#' Simonoff-Tsai Tests for Heteroskedasticity in a Linear Regression Model
#'
#' This function implements the modified profile likelihood ratio test and
#' score test of \insertCite{Simonoff94;textual}{skedastic} for testing
#' for heteroskedasticity in a linear regression model.
#'
#' @details The Simonoff-Tsai Likelihood Ratio Test involves a modification of
#' the profile likelihood function so that the nuisance parameter will be
#' orthogonal to the parameter of interest. The maximum likelihood estimate
#' of \eqn{\lambda} (called \eqn{\delta} in
#' \insertCite{Simonoff94;textual}{skedastic}) is computed from the modified
#' profile log-likelihood function using the Nelder-Mead algorithm in
#' \code{\link[stats]{optim}}. Under the null hypothesis of
#' homoskedasticity, the distribution of the test statistic is
#' asymptotically chi-squared with \eqn{q} degrees of freedom. The test is
#' right-tailed.
#'
#' The Simonoff-Tsai Score Test entails adding a term to either the score
#' statistic of \insertCite{Cook83;textual}{skedastic} (a test implemented
#' in \code{\link{cook_weisberg}}) or to that of
#' \insertCite{Koenker81;textual}{skedastic} (a test implemented in
#' \code{\link{breusch_pagan}} with argument \code{koenker} set to
#' \code{TRUE}), in order to improve the robustness of these respective
#' tests in the presence of non-normality.
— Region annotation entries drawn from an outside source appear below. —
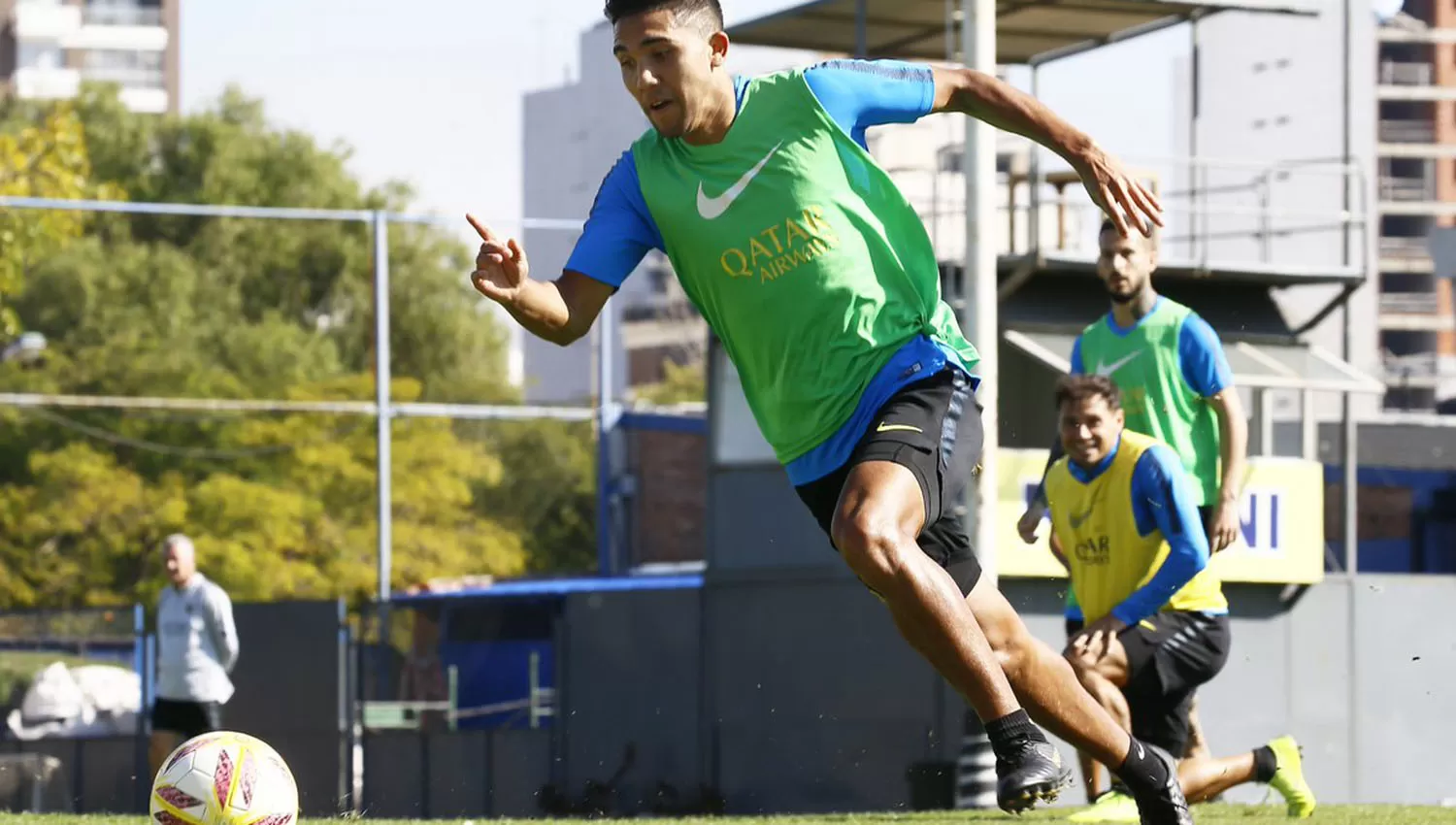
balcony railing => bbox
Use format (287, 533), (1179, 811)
(1380, 292), (1440, 315)
(1382, 352), (1456, 381)
(1379, 119), (1436, 143)
(82, 67), (168, 88)
(82, 6), (162, 26)
(1380, 59), (1433, 85)
(1380, 175), (1436, 201)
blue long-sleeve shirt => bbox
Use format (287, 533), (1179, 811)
(1068, 440), (1225, 626)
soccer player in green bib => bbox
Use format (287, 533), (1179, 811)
(1045, 376), (1315, 822)
(471, 0), (1193, 825)
(1016, 222), (1248, 801)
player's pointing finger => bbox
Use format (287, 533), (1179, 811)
(465, 214), (497, 240)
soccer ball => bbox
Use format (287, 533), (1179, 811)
(151, 731), (299, 825)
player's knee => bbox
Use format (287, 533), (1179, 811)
(830, 510), (919, 594)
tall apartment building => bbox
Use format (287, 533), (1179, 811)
(0, 0), (182, 114)
(1170, 0), (1380, 417)
(1374, 0), (1456, 412)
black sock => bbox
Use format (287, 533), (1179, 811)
(1254, 745), (1278, 784)
(1115, 740), (1168, 790)
(986, 710), (1047, 754)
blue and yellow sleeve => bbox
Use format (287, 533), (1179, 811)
(567, 149), (664, 288)
(804, 59), (935, 147)
(1178, 314), (1234, 399)
(1112, 444), (1210, 627)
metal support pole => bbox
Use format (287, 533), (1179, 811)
(1031, 64), (1042, 254)
(375, 213), (393, 602)
(1299, 390), (1319, 461)
(1188, 15), (1208, 260)
(1251, 387), (1274, 455)
(955, 0), (999, 808)
(373, 213), (395, 710)
(597, 299), (617, 577)
(960, 0), (999, 590)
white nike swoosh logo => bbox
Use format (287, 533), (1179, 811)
(698, 140), (783, 221)
(1097, 349), (1143, 379)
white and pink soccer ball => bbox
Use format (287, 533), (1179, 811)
(150, 731), (299, 825)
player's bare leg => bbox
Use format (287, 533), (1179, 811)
(967, 579), (1193, 825)
(1184, 694), (1213, 760)
(967, 579), (1132, 766)
(1077, 751), (1106, 802)
(1178, 751), (1254, 802)
(830, 461), (1071, 810)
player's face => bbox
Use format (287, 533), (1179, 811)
(612, 9), (728, 138)
(162, 547), (197, 586)
(1060, 396), (1123, 467)
(1097, 230), (1158, 303)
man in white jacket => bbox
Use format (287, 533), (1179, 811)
(150, 534), (238, 775)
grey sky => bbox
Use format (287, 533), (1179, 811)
(182, 0), (1188, 238)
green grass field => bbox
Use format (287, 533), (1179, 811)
(0, 805), (1456, 825)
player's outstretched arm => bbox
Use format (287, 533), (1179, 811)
(466, 215), (614, 346)
(932, 67), (1164, 236)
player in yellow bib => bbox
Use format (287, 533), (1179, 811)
(1045, 376), (1315, 822)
This test likewise has a test
#' statistic that is asymptotically \eqn{\chi^2(q)}-distributed and the test
#' is likewise right-tailed.
#'
#' The assumption of underlying both tests is that
#' \eqn{\mathrm{Cov}(\epsilon)=\omega W}, where \eqn{W} is
#' an \eqn{n\times n} diagonal matrix with \eqn{i}th diagonal element
#' \eqn{w_i=w(Z_i, \lambda)}. Here, \eqn{Z_i} is the \eqn{i}th row of an
#' \eqn{n \times q} nonstochastic auxiliary design matrix \eqn{Z}. Note:
#' \eqn{Z} as defined here does not have a column of ones, but is
#' concatenated to a column of ones when used in an auxiliary regression.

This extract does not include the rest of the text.